When creating a "Shared Integration" (under **Integration Center => Alert Events**), you must configure a default route — otherwise newly pulled events will be dropped. After creation, you can add finer-grained rules under **Route**.

A "Dedicated Integration" (created under the **Integrations** tab of a specific channel) is automatically bound to that channel and does not require a separate default route.

## Notes

***

* **Database account permissions**: Create a dedicated read-only account for DB Pull with only `SELECT` privilege on the target table. Do not grant write access.
* **Network reachability**: The Flashduty service must be able to reach `host:port` over the public internet or a dedicated line. Private subnets (`10.x.x.x`, `192.168.x.x`, `172.16–31.x.x`) and loopback addresses are rejected by the system.
* **Index on cursor columns**: For performance, create a composite index on `(time_column, id_column)` to support efficient keyset pagination queries.
* **Time column precision**: The system records cursor timestamps with microsecond precision (`2006-01-02 15:04:05.999999`).

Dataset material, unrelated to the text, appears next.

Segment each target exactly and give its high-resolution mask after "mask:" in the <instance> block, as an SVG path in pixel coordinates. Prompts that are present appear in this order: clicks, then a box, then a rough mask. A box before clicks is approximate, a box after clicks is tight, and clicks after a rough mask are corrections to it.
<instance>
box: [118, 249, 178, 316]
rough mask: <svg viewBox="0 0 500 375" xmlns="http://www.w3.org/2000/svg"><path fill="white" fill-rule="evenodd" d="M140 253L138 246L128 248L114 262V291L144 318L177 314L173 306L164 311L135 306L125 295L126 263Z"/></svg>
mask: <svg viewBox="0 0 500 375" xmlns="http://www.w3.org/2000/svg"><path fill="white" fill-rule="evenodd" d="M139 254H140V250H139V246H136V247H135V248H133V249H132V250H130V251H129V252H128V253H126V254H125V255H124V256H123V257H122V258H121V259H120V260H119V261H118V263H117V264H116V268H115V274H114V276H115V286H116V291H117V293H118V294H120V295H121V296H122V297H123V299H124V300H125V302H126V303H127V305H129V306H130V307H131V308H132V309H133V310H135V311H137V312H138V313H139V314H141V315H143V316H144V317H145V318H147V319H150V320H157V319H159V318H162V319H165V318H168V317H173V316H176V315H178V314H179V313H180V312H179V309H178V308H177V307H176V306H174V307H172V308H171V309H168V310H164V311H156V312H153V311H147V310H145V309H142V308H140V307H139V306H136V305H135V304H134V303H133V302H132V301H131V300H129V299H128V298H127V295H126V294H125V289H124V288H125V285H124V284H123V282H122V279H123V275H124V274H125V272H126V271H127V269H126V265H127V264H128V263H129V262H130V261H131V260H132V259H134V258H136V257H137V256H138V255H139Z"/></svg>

Use at least millisecond precision for your time column (`DATETIME(3)` or `TIMESTAMP(6)`) to avoid missing rows when many rows arrive within the same second.
* **Query idempotency**: After a checkpoint reset, the same rows may be fetched again. Ensure your field mapping includes a column that uniquely identifies each alert (mapped to `alert_key`) so that Flashduty can correctly deduplicate events.